HABER MERKEZİ
Kürdistan tarihin en önemli evrelerinden birinden geçiyor. Böylesi önemli bir süreçte hiç bir Kürt genci olağan davranmamalıdır. Olağan davranmamalı çünkü; Kürt halkının temel koruyucusu Kürt gençliğidir.
Toplumlar iki dinamik güç üzerinden kendisini yaşanılır kılar. Bunlar da kadın ve gençliktir. Kapitalist sistemin bugün itibariyle kendisini toplumların hücrelerine kadar işlemesinin ve toplumsal değerleri zayıflatıp yok etme düzeyine gelmesinin temelinde yatan gerçeklik bu iki olgunun toplumsal etkinliklerinin zayıflatılmasıdır. Bu iki gücün işlevsiz olması demek toplumun dıştan gelişebilecek her türden saldırı karşısında hedef olması demektir. Bundandır ki dünyanın neresine bakarsak bakalım, sistemin en fazla üzerinde oyun oynadığı ve düşürmeye çalıştığı gerçeklik kadın ve gençlik olmaktadır.
Gençlik toplumun eylem gücüdür. Yaşanan toplumsal sorunları çözme yolunda en önce, en kararlı adımı atandır. Kürt halkı için de gerçeklik böyledir. Gençlik, zaman ve mekanı doğru yakalayan, nasıl hareket edeceğini bilip, araçlarını belirleme konusundaki duyarlılığıyla; toplumun en önemli anlam oluşturma ve eylemiyle mücadelesini başarıya ulaştırma gücüdür. Gençlik, toplumun ihtiyaçlarını tespit eden, doğru yer ve zamanda müdahalelerde bulunan ve büyük başarmada ısrar edendir.
Kürt, Kürtlük adına her şeyin hedef olarak seçildiği bu dönemde Kürdistan gençliği tarihi sorumluluklarının farkında olmalı ve buna göre pusulasını belirlemelidir.
İşgalci Türk devleti Kürt halkına karşı topyekün bir saldırı yürütüyor. Her gün sokaklarda kadın, genç, yaşlı demeden Kürt halkı faşist, işgalci Türk polislerinin hakaret ve işkencelerine maruz kalıyor. Buna karşı biz Kürt gençlerine düşen görev ne?

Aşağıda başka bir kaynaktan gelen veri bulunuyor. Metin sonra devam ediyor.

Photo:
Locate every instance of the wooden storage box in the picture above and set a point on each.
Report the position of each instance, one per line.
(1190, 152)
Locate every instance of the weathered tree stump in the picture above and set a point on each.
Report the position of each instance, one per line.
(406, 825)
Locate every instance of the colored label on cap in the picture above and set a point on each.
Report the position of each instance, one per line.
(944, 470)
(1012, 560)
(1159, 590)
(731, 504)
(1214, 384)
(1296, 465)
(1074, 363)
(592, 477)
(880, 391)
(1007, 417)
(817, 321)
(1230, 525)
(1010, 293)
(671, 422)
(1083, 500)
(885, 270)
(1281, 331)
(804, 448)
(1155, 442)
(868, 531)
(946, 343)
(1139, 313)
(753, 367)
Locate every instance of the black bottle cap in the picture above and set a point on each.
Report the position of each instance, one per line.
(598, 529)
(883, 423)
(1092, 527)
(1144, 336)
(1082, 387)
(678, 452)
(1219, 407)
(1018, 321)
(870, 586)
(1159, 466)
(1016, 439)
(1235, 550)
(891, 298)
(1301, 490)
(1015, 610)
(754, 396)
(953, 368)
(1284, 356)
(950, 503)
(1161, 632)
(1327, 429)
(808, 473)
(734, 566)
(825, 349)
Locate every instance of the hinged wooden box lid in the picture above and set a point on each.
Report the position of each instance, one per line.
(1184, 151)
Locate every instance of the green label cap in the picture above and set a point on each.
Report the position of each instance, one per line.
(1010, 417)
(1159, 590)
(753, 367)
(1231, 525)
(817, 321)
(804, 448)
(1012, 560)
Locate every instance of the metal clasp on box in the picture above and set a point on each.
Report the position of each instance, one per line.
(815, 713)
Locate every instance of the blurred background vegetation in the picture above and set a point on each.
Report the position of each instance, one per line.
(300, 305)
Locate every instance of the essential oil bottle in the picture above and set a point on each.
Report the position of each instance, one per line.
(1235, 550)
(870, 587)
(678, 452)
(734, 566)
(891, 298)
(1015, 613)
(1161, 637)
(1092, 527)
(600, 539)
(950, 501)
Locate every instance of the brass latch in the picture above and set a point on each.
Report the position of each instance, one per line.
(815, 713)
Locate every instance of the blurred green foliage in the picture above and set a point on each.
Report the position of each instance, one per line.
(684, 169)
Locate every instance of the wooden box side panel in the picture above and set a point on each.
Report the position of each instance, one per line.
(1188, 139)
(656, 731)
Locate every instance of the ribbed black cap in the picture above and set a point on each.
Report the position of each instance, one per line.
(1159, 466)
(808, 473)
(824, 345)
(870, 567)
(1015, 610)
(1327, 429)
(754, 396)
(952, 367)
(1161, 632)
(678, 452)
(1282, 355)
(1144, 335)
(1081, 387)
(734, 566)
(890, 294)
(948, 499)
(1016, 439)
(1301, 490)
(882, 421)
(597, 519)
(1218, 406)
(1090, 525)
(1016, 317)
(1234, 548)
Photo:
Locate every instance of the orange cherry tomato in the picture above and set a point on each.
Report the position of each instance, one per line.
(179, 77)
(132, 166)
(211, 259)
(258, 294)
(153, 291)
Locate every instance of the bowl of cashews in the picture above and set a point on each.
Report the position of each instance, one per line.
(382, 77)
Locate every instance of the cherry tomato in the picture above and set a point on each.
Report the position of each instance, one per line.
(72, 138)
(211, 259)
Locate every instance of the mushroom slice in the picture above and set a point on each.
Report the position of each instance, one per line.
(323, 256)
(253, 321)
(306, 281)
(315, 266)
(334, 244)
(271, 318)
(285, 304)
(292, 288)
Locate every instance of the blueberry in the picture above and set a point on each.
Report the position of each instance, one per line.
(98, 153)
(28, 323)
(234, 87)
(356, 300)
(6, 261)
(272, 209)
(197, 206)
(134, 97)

Ali Çiçeklerden, Baran Mawalara bize bırakılan miras ‘İntikamdır’. Bizim bu mirası yiğitçe, mertçe göğüslememiz gereken zamanları yaşıyoruz.
Doğal kaleler olan Kürdistan dağlarının biz Kürt halkının varoluş Stargahları olduğunu bilmemiz gerek. İslama inananlar için Kâbe ne anlam ifade ediyorsa, Özgürlük sevdalıları için Kürdistan dağları aynı anlam ifade ediyor.
Hz. Nuh’un gemisi Cudî’ye oturarak tüm insan, hayvan ile bitki neslini yok olmaktan kurtarmıştı. Egitler de ilkin Cudî üzerinden tüm Kürdistan dağlarını özgürlük Stargahlarına dönüştürerek, Kürt halkına yönelik uygulanan soykırım politikalarına karşı biz Kürt gençlerine esas yolu göstermişlerdir.
Katliamlar yapanın yanına kar kalıyorsa! Kardeşlerimizi, yoldaşlarımızı insanımızı katlediyor ise ve bunu yapanlara devlet şeref madalyaları veriyorsa sizce ne yapmalı?
Tabi ki hak aranmalı ve hesap sormalı!
Hesap sormanın mekanı ise dağlar ve sokaklardır. Hesap soracak güç, gerilla ve gençlik öncülüğünde serhildana kalmış halktır. Hesap sormak isteyen her genç gerillaya katılmalı, barikatlarda yerini almalıdır. Ya dağların doruklarında, ya da sokaklarda, barikatlarda işgalci Türk asker ve polislerinden hesap sormalı..!
İşgalci Türk asker, polisleri ve işbirlikçileri Kürdistan’da hiçbir yerde rahat dolaşmamalı, adımını bile atamaz hale gelmelidir. AKP büroları açık kalmamalı, elemanları rahat bırakılmamalıdır. AKP’lilerin araçları ülkemizde rahat dolaşmamalıdır. Adım attıklarında çok güvendikleri orduları ve polisleriyle gezsinler ki yediden yetmişe onların düştükleri hallere gülelim ve daha çok mücadele edelim.